Typisches Browsergame
Browsergames sind derzeit einer der heißesten Trends im Internet. Neben zahlreichen Bewerbungen im Fernsehen sorgten insbesondere soziale Netzwerke für ein rapides Wachstum der Spielerschaft, die heute kaum jemand noch beziffern kann. Jede
Browsergames Liste unterstreicht dieses Phänomen und verweist zusätzlich auf immer neue Angebote in den Weiten der Webs. Doch wie sind eigentlich die Anfänge heutiger Browserspiele beschaffen und welche Entwicklungen leiteten ihren momentanen Erfolg maßgeblich ein?
Klassische
Browsergames existieren seit Ende der 90er Jahre. Damals basierten die meisten Onlinespiele noch auf der Markup-Sprache DHTML, welche eigentlich für spezielle Web-Anwendungen wie Drop Down Menüs konzipiert wurde. Der große Vorteil gegenüber handelsüblichen Computerspielen war schon damals die Tatsache, dass eine Installation auf dem heimischen Rechner nicht notwendig ist. Wie der Name bereits vermuten lässt, werden Browsergames direkt in einem Internetbrowser gespielt. Aus diesem Grund ist jeder in der Lage auch von diversen Orten jederzeit auf sein Spiel zugreifen zu können. Moderne Browserspiele benötigen heutzutage oftmals jedoch zusätzlich Plugins wie Flash oder Javascript, welche allerdings auf den meisten Computern ohnehin installiert sind.

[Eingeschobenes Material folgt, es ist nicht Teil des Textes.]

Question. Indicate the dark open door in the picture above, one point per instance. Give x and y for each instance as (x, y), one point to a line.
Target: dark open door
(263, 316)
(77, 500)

Kostenlose Browsergames sind besonders populär
Der zweite und vielleicht wichtigste Vorteil der meisten Browsergames liegt in einem grundsätzlich kostenlosen Zugang für jeden Interessenten. Über 95 Prozent aller Titel auf dem deutschen Markt sind frei nutzbar und erzwingen keinerlei Investition seitens der Spielerschaft. Vom ältesten Browsergame der Welt aus dem Jahr 1996 bis hin zu diversen aktuellen Bauernhof-Simulationen reicht meist eine einfache Anmeldung mit der eigenen Email-Adresse aus. Gerade diese niedrigen Einstiegsbarrieren ermöglichen Browsergames sehr schnell eine große Community aufzubauen, die sich in entsprechenden Foren und Chats über ihr Spiel rege austauscht.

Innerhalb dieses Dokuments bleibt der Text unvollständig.